Okay, hear me out, I was just looking at pictures of beavers and thought to myself, what if someone used a beaver dam for hydropower? I mean my first thought is of course that wouldn't work...unless? I mean I know nothing about dam construction or hydropower, so I can't actually disprove this to myself. Why wouldn't this work? Or could it?

  • buckykat [none/use name]
    ·
    5 months ago

    The power available from a hydropower dam is P = 9.81𝑞ℎ𝜂 where P is the power in kilowatts, q is the flow rate in cubic meters per second, h is the head height in meters, and η is the efficiency factor. This paper claims that beaver dams have a head height from 0.3m-5m with most below 1.5m and a width up to 46m but usually 10m or less and mentions that beaver dams can withstand a flow rate of 1.34m^3/s per meter width for a dam with a height of 1.4m.
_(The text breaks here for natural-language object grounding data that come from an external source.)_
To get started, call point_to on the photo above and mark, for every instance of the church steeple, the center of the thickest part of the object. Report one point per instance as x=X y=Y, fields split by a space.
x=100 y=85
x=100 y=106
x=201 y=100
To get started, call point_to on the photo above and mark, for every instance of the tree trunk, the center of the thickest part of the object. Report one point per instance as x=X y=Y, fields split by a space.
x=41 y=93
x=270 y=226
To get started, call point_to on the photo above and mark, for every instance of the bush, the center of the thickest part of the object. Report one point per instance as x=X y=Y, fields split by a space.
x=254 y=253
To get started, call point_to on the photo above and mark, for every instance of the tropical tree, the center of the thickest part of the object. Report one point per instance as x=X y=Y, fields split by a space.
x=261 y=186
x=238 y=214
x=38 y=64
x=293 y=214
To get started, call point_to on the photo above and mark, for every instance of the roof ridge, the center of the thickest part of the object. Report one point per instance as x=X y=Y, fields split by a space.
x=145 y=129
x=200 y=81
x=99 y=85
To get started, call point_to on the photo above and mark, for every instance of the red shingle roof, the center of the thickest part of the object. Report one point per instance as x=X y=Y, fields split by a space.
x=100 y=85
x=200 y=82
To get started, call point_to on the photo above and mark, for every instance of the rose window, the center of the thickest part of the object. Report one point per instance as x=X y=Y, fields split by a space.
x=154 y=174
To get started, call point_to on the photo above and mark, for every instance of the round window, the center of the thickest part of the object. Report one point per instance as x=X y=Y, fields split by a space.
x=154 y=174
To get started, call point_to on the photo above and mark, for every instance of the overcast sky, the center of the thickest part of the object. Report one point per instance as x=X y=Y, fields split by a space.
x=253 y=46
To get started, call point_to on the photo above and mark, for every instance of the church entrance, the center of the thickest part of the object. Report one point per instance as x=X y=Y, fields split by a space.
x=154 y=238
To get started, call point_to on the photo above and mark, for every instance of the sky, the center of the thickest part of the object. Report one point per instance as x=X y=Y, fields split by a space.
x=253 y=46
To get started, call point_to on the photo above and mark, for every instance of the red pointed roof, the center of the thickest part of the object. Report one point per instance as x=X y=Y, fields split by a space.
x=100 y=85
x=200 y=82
So if we estimate a 75% efficiency and go with 1.34m^3/s per meter width, 10m width and 1.4m head that gives us:

    P = 9.81 * 13.4 m^3/s * 1.4m * 0.75

    for a power of 138kW.

  • flan [they/them]
    ·
    5 months ago

    beavers dam up ravines, i dont think there'd be much potential energy there to capture.

    • rootsbreadandmakka [he/him]
      hexagon
      ·
      edit-2
      5 months ago

      I don't know what this means

      edit: are you saying hydropower dams need to be built on a waterfall or something?

      • flan [they/them]
        ·
        5 months ago

        Not necessarily that it needs to be on a waterfall or anything like that since usually the thing to do is make an artificial lake so the dam itself acts as the waterfall. What I mean is the volume of water is probably too low to be worth doing.

  • SaniFlush [any, any]
    ·
    5 months ago

    Beaver dams are where beavers keep their food and children, where would you put the turbines?

    • Yllych [any]
      ·
      5 months ago

      Beavers live in the lodge not the dam but still I don't think a beaver dam is gonna hold up a big ass turbine

    • rootsbreadandmakka [he/him]
      hexagon
      ·
      edit-2
      5 months ago

      I have no idea how beaver dams work, this was pretty much just a shower thought. I assume though the beavers are living in dry areas and the turbines would go in the water where the beavers are not.

  • pooh [she/her, any]
    ·
    5 months ago

    Not sure if this is what you're talking about, but small-scale hydropower is definitely a thing and can be done fairly cheaply: https://youtu.be/1KyL1-0A0Gw

    You're not going to generate enough electricity from a small damn to provide power to anything for more than a very small group of people though.

  • infuziSporg [e/em/eir]
    ·
    5 months ago

    Usually beaver dams are designed to disperse water more broadly into a landscape, turning a stream into a wetland. Humans often do the opposite, digging a trench to turn a marsh or swamp into a stream, and then sometimes damming that stream into a lake or reservoir.